Omnipresent Moderator
Staff member
I have a decent process for this as well, that also saves you quite a few perk points. You really don't need to go in and invest a lot of perks into the Alchemy tree if you are looking to grind it. IMO the only perks that are really all that useful for the tree are the first 5 ranks of Alchemist. All the other perks are really only useful if you plan on using the poisons your craft for weapons, or the potions you make if you aren't using restoration. It makes the potions and poisons stronger, and in turn, more expensive--which not only increases the amount of Alchemy experience you gain from crafting (cause the experience you gain is based on the price of your product), but the amount of profit you can get.

What I like to do is Sleep in any in for the Well Rested perk, which gives you a boost in all-around experience gain, make sure you have the thief stone like you have already stated, and if you are able to: wear fortify alchemy gear. On top of the perks you have in the Alchemist perk, the fortify gear will make everything you make even more expensive and powerful. From there if you put a few points into the Speech skill tree to make it so that you get better prices, you can get rich after making only 10 potions.
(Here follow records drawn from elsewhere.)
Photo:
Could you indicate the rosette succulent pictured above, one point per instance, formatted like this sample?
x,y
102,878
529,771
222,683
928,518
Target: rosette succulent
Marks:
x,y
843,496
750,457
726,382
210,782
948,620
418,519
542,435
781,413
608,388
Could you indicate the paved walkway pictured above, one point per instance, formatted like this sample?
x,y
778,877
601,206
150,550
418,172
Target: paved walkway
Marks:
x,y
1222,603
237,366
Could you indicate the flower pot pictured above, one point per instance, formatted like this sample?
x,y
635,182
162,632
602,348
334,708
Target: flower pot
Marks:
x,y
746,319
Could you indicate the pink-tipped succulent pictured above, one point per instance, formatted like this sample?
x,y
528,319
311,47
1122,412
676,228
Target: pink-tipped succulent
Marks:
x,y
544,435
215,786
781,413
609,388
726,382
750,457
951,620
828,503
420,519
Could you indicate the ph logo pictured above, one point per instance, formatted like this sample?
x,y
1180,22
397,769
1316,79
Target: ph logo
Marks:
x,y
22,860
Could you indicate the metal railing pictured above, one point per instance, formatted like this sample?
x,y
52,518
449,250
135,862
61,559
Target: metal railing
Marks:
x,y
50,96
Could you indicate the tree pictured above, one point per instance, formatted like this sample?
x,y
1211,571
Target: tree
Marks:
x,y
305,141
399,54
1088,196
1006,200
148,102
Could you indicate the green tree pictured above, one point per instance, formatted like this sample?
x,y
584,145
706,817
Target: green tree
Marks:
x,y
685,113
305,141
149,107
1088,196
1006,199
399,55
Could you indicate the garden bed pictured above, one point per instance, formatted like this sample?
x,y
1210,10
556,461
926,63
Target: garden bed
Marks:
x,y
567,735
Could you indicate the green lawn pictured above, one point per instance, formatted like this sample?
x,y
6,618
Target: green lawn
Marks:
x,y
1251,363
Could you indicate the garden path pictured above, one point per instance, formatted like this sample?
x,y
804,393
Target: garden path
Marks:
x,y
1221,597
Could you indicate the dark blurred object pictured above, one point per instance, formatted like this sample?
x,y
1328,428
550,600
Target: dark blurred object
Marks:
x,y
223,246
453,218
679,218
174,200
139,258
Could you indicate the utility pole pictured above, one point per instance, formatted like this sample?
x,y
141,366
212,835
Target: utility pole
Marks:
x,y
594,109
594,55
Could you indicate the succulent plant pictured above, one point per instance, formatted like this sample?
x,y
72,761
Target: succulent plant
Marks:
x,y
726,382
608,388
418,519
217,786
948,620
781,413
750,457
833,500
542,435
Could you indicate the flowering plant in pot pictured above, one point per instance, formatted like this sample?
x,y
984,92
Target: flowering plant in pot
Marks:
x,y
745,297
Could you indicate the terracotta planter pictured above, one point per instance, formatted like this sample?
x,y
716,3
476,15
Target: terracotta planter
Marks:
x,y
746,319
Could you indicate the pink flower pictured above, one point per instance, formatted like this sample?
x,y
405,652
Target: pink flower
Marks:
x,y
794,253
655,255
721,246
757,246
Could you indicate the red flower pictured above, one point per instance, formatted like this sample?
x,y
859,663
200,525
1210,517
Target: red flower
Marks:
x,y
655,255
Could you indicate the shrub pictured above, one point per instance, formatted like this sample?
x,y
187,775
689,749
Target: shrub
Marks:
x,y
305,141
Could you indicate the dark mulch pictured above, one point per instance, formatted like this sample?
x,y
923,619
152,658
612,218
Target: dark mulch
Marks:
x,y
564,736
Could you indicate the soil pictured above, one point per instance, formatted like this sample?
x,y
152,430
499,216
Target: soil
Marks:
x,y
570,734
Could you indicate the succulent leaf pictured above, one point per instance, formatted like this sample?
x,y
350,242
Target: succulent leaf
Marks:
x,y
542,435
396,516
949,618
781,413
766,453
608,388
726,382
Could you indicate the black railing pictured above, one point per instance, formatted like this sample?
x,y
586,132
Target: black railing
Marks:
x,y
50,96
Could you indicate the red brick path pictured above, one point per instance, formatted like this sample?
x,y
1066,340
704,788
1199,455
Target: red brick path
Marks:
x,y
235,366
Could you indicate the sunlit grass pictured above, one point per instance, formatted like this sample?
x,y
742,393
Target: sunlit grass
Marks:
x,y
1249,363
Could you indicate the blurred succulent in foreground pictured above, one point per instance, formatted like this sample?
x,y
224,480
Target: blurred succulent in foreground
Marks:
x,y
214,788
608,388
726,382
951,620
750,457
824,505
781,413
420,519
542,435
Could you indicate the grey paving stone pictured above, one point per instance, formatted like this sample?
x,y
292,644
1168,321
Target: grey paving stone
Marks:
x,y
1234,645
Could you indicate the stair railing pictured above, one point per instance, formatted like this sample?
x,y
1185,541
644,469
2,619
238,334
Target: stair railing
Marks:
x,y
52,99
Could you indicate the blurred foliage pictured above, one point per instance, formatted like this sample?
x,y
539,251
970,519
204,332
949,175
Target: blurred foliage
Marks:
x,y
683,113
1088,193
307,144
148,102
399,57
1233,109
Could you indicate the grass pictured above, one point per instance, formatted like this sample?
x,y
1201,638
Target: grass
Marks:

My favourite potions to make for money and grinding are simple and are moderately expensive--but don't require the rarest ingredients like Giant's Toe. Here are a few that are super easy:
-Frost Lyriam, Purple Mountain Flower and Wheat
- Blue Mountain Flower, Hanging Moss and Lavender
- Blue Mountain Flower, Hanging Moss and Rock Warbler Egg
- Dragon's Tongue, Fly Amonita and Mora Tapinella
- Blue Mountain Flower, Chicken's Egg, and Lavender
- Blue Mountain Flower, Hanging Moss and Hagraven Feathers

These will pull you potions worth anywhere from 300-2000 gold each, depending on your alchemy skill, gear and speech skill.
 

sticky runes

Well-Known Member
If you max out the alchemy skill by doing nothing but buying ingredients, creating potions and then selling them back to the alchemist it more than pays for itself because when your alchemy skill gets high enough you can sell created potions for more than what you paid for the required ingredients. At first you will only about break even doing this but when you focus all your perk points on the alchemy skill eventually you can make an exceedingly high profit by doing this. It helps if you acquire the thief guardian stone first so you can increase the skill a little faster. Also, you should invest one perk point for haggling and then one for the allure perk so when your speech skill gets up to level 50 you can get the merchant perk and sell the created potions to any merchant. This is very easy to do because as you are doing all the buying and selling to max out the alchemy skill, respectively the speech skill will also increase.
This is actually the method I'm using to play as my current character, an imperial Alchemist, who doesn't invest in any combat perks. Mostly alchemy, speech, restoration and enchanting, I leave a lot of the fighting to my bodyguard Stenvar, and back him up with arrows and spells. My potions are becoming stupidly expensive, so it'll be a relief once I unlock the Merchant perk and become able to sell to more shopkeepers.

I don't think I'll ever play as a character who doesn't use alchemy, though. I'm obsessed with picking flowers and mushrooms and catching butterflies, even if I'm playing as a burly warrior. It took me ages to figure out how the restoration potion exploit works, but once I did, it became even more fun.